J Med Internet Res 2023;25:e43633

doi:10.2196/43633

Keywords



Background

Chronic conditions, such as cardiovascular disease and diabetes, are the leading cause of poor health and death in Australia [1] and in other high-income countries such as the United States, where 6 in 10 adults have a chronic disease [2]. Obesity, poor diet, and inactivity are some of the leading modifiable risk factors for chronic conditions [3]. In Australia, two-thirds of adults are classified as overweight or obese [4], and this number is expected to increase to more than three-quarters of the adult population by 2030 [5]. Approximately 8% of the total burden of disease and injury in Australia is attributable to overweight and obesity, and 5% is attributable to dietary risk, including inadequate fruit, vegetable, and wholegrain consumption [3]. Data from the 2011 to 2012 National Nutrition and Physical Activity Survey found that most Australians do not consume the recommended amounts of healthy food required for health and well-being, with <4% of adults consuming adequate vegetables and less than one-third meeting the recommended intake for grains [6].

There has been an exponential growth in digital behavioral interventions to prevent chronic diseases and promote health [7]. As a result, many systematic reviews have evaluated digital interventions targeting nutrition, physical activity, sedentary behavior, and obesity.
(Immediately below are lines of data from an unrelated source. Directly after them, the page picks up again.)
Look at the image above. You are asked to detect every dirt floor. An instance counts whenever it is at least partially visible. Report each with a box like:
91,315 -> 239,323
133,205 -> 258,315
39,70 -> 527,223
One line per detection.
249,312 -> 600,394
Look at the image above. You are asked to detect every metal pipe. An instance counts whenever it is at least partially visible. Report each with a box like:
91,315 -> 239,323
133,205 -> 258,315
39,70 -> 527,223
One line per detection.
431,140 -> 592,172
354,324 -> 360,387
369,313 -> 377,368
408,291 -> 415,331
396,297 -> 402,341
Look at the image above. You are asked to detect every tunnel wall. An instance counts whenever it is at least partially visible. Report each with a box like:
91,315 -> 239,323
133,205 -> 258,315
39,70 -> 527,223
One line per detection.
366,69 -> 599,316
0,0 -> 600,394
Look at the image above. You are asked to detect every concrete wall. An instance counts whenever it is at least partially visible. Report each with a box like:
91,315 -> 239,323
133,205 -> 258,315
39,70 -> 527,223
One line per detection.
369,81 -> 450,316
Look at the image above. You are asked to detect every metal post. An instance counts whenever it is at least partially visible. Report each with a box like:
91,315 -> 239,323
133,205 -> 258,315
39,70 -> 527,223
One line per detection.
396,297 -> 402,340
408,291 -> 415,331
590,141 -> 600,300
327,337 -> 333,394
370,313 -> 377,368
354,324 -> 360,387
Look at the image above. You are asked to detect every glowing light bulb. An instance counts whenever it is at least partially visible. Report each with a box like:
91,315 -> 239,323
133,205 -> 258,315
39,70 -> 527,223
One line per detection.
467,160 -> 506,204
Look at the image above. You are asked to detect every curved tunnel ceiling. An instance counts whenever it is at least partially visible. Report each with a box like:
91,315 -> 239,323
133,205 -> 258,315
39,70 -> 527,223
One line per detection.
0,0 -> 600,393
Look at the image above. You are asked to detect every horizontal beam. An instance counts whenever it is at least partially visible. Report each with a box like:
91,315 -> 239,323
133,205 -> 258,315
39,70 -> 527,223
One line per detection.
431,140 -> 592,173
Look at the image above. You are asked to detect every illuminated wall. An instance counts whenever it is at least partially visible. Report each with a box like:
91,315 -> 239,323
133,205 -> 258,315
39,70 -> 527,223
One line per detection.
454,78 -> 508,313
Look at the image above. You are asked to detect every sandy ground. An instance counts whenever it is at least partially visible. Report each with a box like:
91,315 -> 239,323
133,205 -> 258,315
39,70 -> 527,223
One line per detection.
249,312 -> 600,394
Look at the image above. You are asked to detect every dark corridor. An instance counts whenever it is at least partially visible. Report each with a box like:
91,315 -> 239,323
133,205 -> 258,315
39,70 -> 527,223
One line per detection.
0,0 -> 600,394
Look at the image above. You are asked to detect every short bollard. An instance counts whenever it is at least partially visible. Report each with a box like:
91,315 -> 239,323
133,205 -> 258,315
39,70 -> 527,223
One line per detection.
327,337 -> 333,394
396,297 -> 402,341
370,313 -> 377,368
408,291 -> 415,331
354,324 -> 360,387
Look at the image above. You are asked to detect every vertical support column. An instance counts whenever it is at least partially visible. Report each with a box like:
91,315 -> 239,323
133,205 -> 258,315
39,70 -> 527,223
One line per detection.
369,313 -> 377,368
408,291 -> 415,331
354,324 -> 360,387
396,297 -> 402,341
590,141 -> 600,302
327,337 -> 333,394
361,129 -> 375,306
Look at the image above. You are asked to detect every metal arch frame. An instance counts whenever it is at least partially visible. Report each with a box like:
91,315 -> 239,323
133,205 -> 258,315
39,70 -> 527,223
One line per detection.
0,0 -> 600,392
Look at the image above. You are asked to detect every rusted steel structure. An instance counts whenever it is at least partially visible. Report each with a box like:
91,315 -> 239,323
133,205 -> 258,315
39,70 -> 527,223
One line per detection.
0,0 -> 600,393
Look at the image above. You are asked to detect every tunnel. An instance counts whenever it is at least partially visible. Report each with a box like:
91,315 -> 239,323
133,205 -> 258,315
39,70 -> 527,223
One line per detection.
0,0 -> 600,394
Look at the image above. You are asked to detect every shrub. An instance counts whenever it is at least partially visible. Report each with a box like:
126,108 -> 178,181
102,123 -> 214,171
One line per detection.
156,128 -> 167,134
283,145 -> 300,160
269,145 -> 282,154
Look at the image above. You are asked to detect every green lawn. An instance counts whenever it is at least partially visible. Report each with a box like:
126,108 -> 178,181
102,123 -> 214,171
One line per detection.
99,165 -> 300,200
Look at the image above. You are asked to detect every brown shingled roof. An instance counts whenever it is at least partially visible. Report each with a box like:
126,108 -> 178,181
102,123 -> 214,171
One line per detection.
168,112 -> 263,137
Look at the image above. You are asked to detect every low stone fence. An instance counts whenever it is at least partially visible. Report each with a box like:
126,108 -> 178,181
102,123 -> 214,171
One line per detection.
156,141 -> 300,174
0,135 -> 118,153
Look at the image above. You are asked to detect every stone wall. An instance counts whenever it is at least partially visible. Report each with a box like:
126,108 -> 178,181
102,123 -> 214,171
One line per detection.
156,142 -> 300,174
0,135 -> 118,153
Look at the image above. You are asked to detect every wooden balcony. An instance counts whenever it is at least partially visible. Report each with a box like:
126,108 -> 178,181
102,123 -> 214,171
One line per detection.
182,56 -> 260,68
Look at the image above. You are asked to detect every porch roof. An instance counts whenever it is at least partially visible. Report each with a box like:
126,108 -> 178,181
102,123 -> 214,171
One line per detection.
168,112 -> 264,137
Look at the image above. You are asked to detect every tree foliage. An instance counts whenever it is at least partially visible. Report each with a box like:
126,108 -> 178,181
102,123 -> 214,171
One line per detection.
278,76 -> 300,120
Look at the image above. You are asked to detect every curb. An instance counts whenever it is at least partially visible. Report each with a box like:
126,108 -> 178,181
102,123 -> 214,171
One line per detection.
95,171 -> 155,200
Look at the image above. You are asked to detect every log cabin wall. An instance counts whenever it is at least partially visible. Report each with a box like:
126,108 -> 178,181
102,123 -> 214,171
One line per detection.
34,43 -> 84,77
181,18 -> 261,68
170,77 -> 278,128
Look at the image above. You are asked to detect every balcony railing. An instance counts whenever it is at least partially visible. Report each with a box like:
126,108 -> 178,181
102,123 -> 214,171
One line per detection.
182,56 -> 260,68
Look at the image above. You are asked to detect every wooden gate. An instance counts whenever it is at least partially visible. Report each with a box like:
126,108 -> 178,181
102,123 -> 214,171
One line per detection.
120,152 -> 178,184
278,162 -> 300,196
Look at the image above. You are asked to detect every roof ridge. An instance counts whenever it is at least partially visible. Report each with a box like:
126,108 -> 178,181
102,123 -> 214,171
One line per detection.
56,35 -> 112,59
Most reviews focus on the effectiveness of interventions in changing behavior, and unfortunately, few interventions have been able to demonstrate substantial and sustained behavior change. A recent systematic review identified a lack of evaluation of other outcomes in digital interventions, such as reach, engagement, and use of technology within interventions [8]. Given that longer-term behavior change is difficult to achieve, including through digital interventions, and low participant use of digital interventions is a recognized barrier to long-term behavior change success, it is surprising that there has not been much focus on the engagement and use of digital interventions.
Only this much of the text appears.